# Link: The girl Vaso Shinas is McGrady's and Paul Pierce's girl friend



## Ballscientist (Nov 11, 2002)

*Link: The girl Vaso Shinas is McGrady's and Paul Pierce's girl friend?*

Please edit my subject. Thanks.

http://www.thedirty.com/?p=31005

photos:
http://www.babilive.com/forum/showthread.php/paul-pierce-ganked-groupie-13457.html?t=13457

Quote:
A lot of athletes have gotten caught by Vaso's scams. Paul's just the first to sue for it. *She's stolen from Reggie Bush, Al Harrington, and Tracy McGrady among others.* She tried to get close to Allen Iverson but he's to smart for that.
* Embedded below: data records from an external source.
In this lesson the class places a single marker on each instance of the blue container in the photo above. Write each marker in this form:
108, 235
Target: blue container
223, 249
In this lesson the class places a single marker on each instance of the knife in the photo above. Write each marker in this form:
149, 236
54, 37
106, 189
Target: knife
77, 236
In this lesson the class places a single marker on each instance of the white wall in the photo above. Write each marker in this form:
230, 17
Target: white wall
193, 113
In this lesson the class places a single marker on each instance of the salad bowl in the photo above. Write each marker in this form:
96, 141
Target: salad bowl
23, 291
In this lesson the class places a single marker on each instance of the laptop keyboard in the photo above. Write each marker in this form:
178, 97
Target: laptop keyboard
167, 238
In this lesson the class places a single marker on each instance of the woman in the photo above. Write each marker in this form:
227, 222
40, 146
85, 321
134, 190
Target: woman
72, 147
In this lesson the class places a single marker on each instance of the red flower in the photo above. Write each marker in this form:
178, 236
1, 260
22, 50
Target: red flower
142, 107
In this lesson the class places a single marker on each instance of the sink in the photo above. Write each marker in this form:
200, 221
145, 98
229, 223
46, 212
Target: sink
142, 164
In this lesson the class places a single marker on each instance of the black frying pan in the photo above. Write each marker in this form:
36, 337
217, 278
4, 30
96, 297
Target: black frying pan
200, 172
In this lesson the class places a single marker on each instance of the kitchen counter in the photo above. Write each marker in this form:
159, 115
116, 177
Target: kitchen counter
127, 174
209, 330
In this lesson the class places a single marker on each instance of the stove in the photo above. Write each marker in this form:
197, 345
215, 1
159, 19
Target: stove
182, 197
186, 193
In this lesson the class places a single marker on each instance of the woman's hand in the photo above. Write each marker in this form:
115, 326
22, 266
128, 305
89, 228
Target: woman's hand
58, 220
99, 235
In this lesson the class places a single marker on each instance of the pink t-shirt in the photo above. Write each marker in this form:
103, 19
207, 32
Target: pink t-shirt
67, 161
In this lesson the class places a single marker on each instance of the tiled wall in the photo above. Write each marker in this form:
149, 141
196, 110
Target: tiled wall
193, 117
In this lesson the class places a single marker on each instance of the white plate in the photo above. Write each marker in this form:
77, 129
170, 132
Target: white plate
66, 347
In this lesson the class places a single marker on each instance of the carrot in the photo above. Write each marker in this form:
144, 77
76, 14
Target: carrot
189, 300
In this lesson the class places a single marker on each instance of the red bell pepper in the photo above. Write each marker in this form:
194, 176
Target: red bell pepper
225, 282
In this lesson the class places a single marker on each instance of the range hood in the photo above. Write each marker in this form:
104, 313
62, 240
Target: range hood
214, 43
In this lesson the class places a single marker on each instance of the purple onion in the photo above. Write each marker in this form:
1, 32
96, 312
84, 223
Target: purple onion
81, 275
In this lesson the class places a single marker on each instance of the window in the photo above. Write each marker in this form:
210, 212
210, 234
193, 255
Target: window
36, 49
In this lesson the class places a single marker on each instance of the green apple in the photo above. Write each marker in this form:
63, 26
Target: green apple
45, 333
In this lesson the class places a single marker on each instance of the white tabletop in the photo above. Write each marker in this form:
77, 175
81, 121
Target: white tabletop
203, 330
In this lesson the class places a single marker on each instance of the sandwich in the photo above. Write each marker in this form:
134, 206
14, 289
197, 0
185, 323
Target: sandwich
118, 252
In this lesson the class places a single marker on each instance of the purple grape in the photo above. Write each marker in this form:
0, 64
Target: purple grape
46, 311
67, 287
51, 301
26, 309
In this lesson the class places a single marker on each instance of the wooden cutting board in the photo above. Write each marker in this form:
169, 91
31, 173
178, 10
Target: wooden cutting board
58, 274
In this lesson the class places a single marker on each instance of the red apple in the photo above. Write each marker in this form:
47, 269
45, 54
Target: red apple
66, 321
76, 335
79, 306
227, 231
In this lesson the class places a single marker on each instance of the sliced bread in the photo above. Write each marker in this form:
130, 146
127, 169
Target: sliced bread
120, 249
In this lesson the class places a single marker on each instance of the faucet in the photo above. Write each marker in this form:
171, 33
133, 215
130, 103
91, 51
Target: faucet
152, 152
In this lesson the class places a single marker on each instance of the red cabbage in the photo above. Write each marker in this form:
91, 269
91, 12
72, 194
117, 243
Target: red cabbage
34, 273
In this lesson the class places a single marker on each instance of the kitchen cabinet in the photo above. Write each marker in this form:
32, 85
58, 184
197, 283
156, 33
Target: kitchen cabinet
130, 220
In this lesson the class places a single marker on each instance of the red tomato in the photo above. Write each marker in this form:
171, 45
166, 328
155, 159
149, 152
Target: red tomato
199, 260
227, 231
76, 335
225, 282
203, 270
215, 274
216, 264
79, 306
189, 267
Everyone in LA knows all about her schemes and she has a lot of people working with her. She's too dumb to figure out the credit card stuff on her own so one of her two pimps probably helped her with that. I know at one point she was bragging about stealing Paul's jewelry. The **** must have been fake because she had nothing to show for it. But she was talking about how she gave the money she got from athletes to her pimps. For a while she had pictures all over her Myspace of herself sitting courtside with one of her pimps.


----------



## Ruff Draft (Nov 21, 2004)

Imagine that.


----------



## OneBadLT123 (Oct 4, 2005)

I see you provided a link this time


----------



## southeasy (Jun 11, 2003)

*Re: Link: The girl Vaso Shinas is McGrady's and Paul Pierce's girl friend?*

hit it, then tell the hoe to kick rocks


----------



## DANNY (Aug 9, 2005)

bs providing a link is a bigger story than the story itself. :clap:


----------



## Dee-Zy (Jan 12, 2006)

He's been doing that lately: reference: T-Mac-Pistons Trade rumor.


----------